Miller notes that it is possible to aggregate behavior and risk data points in order to reduce threats and help employees get back on track before a costly incident occurs. In the absence of tools to do that, some behavior anomalies may include:
- Inappropriate or noncompliant behavior during work, including bullying and harassment (on-site, via remote video or conference calls)
- Reduced work output or disinterest in achieving personal or team goals
- Increased absences or tardiness
- Low-level criminal activity occurring outside the workplace
- Indications of accelerating financial stress; risks of foreclosure or repossession of a car are real and more common during an economic crisis
- Threats posted on social media (harm to organization, colleagues or self)
However, because it can be challenging to spot behavior changes physically, companies can implement various practices and technologies to assist and lower risk. Although a company may believe it has a trustworthy workforce, it should never rely on trust alone, and, as noted, behavior may be difficult to gauge.
Unequivocally, organizations should make sure they are conducting regular access audits of their systems to ensure no employee has more access than is absolutely necessary to perform their designated job function according to their defined role. The ability to see any vulnerabilities through regular analysis is also a strong preventative measure.
Additionally, some technologies can help spot rising risk behavior, such as stress and decreased engagement, which are key components of employee satisfaction that may lead to an increased propensity for fraudulent acts.
Managers need to be hyper-vigilant in judging employee satisfaction and engagement. They should think of this as more than a means to prevent employee turnover and increased hiring costs. They should consider the broader risk implications. While there are behaviors that point to disengagement, managers can also pay attention to the positive signs of engagement to help determine if employees are still plugged in.
Engaged employees, like satisfied workers, tend to express an eagerness to learn and excitement about the projects they are working on. The Society for Human Resource Management (SHRM) states that engaged workers show more optimism and are team oriented.
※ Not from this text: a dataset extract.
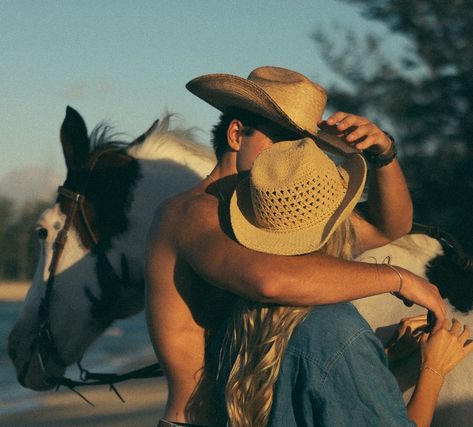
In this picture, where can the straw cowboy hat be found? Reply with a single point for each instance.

They also are apt to go beyond the call of duty, be more innovative and focus on solutions rather than problems. When those behaviors shift or start to wane, flags should go up.
Creating and maintaining a culture of happiness and engagement takes a companywide commitment. That effort and the dedication to scrutinizing and evaluating individual job satisfaction should be priorities for not only improving productivity and decreasing costly errors, but also for reducing corporate fraud.